= Li Ki-tong =

Li Ki-tong (1873 – 6 October 1943; 李紀堂) (formerly Li Po-lun) was a Hong Kong publisher and key financial backer of the revolutionary movement leading to the Xinhai Revolution which overthrew the Qing dynasty of China.

==Early life==
Li was born in Xinhui, Guangdong, the third son of wealthy businessman Lei Sing (李陞) (1830–1900).

==Publishing and wealth==
Li's father was considered among Hong Kong's wealthiest Chinese, with vast landholdings. Consequently, Li became a substantial landholder, particularly in the New Territories, holding hundreds of acres in Castle Peak, Ha Pak Nai and Long Valley.

Li was the primary financier for the China Daily, founded to promote the revolution, published in Hong Kong from 1900 to 1911.

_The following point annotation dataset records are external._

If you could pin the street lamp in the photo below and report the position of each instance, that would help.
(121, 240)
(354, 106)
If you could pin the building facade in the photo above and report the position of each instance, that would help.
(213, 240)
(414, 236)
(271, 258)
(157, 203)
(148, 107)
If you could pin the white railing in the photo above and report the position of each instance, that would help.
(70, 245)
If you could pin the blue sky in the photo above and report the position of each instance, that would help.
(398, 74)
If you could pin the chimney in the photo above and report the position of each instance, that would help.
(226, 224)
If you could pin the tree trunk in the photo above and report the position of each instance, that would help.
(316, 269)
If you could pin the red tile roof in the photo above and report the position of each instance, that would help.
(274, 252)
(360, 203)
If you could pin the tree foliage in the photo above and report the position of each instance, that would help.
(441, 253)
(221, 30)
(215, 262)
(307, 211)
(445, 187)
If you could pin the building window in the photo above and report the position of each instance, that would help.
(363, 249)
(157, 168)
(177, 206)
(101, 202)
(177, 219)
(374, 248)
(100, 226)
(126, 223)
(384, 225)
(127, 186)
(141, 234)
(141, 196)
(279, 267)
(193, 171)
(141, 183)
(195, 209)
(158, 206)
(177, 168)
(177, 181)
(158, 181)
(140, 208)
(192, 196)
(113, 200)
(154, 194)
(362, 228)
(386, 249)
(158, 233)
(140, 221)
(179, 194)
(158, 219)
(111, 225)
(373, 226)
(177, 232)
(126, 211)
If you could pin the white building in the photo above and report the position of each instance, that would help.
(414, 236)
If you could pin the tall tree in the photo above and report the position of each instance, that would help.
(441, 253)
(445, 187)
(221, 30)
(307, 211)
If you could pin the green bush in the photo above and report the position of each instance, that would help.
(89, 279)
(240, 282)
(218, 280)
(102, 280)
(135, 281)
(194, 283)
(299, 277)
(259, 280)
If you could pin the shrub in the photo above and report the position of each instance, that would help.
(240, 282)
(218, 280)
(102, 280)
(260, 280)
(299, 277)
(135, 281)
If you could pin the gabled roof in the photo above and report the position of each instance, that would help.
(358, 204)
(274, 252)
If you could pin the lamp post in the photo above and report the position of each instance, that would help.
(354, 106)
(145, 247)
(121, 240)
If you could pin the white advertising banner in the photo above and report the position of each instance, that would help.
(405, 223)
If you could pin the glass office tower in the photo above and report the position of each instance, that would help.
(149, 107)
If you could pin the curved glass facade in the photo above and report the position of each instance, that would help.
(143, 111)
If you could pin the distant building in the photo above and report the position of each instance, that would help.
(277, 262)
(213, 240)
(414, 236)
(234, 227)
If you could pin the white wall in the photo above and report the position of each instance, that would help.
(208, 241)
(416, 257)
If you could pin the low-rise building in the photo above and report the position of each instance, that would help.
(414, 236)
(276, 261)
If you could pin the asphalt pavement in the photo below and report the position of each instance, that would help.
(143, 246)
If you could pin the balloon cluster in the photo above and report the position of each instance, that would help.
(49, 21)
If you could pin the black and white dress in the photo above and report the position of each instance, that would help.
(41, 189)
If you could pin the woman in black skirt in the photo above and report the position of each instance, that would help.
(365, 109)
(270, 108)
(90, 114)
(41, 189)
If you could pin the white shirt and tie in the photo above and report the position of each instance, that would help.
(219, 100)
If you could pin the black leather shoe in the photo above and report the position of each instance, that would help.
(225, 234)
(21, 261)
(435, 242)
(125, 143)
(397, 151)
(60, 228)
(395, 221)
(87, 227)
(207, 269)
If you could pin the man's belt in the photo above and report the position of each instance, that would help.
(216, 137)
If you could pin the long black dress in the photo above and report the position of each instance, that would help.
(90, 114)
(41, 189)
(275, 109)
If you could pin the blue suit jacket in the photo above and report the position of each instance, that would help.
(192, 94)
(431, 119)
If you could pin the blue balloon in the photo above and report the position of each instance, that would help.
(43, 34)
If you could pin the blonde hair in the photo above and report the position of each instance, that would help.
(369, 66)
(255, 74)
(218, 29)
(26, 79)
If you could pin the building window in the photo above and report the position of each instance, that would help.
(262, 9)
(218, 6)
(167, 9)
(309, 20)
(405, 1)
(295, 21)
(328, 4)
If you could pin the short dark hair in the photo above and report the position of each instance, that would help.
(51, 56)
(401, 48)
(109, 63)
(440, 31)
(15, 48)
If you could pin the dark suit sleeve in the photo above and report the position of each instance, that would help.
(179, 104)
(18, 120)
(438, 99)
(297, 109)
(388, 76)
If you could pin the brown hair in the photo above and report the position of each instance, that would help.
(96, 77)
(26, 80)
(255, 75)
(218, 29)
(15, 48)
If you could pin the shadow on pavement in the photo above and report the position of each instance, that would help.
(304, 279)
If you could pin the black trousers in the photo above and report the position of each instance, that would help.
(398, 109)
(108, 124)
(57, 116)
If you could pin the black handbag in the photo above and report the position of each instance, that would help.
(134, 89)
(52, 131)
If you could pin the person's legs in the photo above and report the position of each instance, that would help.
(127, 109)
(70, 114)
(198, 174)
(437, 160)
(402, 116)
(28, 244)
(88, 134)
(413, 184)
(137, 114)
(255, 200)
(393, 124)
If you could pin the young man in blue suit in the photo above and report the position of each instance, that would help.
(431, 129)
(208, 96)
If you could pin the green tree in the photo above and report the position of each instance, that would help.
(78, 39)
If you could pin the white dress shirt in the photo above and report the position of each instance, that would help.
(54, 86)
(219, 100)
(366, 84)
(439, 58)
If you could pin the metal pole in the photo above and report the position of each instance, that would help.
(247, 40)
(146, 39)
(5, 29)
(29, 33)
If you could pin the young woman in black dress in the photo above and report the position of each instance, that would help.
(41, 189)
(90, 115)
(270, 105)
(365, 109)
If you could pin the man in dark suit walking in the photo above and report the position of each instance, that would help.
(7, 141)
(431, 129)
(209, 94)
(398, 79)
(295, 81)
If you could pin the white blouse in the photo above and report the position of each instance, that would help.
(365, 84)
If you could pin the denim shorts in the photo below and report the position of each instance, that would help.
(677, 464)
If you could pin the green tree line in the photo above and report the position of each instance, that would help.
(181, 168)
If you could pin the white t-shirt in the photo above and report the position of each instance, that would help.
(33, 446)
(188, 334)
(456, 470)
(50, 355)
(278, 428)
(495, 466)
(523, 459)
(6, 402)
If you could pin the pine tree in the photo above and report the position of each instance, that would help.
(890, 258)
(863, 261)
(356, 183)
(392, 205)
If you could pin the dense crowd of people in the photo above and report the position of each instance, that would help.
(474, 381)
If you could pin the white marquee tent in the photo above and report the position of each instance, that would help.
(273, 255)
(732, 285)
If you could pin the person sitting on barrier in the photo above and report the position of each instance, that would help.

He spent his entire fortune in support of the revolution and ultimately spent time in debtors' prison and was bankrupted.

==Revolutionary==
Li first met Dr Sun Yat-sen, as the latter passed through Hong Kong in June 1895, upon the introduction of revolutionary Yeung Ku-wan, co-founder of the forerunner to the Revive China Society, the Furen Literary Society. He was an early member of the China Club, established by revolutionary firebrand Tse Tsan-tai in 1898, and in 1900 became a member of the Revive China Society. He later also became a member of Dr Sun's Tongmenghui (Chinese Revolutionary Alliance).

Li owned the Red House on Castle Peak Farm and gave it over to the revolutionaries (including Feng Ziyou and Huang Xing) for military training and storage of materiel. He also operated a grocery store in the Central Market, whose proceeds went to support the revolution.

In January 1903, Li provided the financial resources for Tse Tsan-tai's failed uprising (the Heavenly Kingdom of the Great Mingshun) in Guangzhou. From 1904 to 1906, he operated a school in Kowloon to promote revolutionary ideas and as a source of recruitment.

In about 1910, Li provided land and resources for the erection of the fortified structure at No. 55 Ha Pak Nai, Yuen Long, Hong Kong, for use by the members of the Revive China Society.

Li died in 1943 in Chongqing, Sichuan, China, the wartime capital of the Republic of China.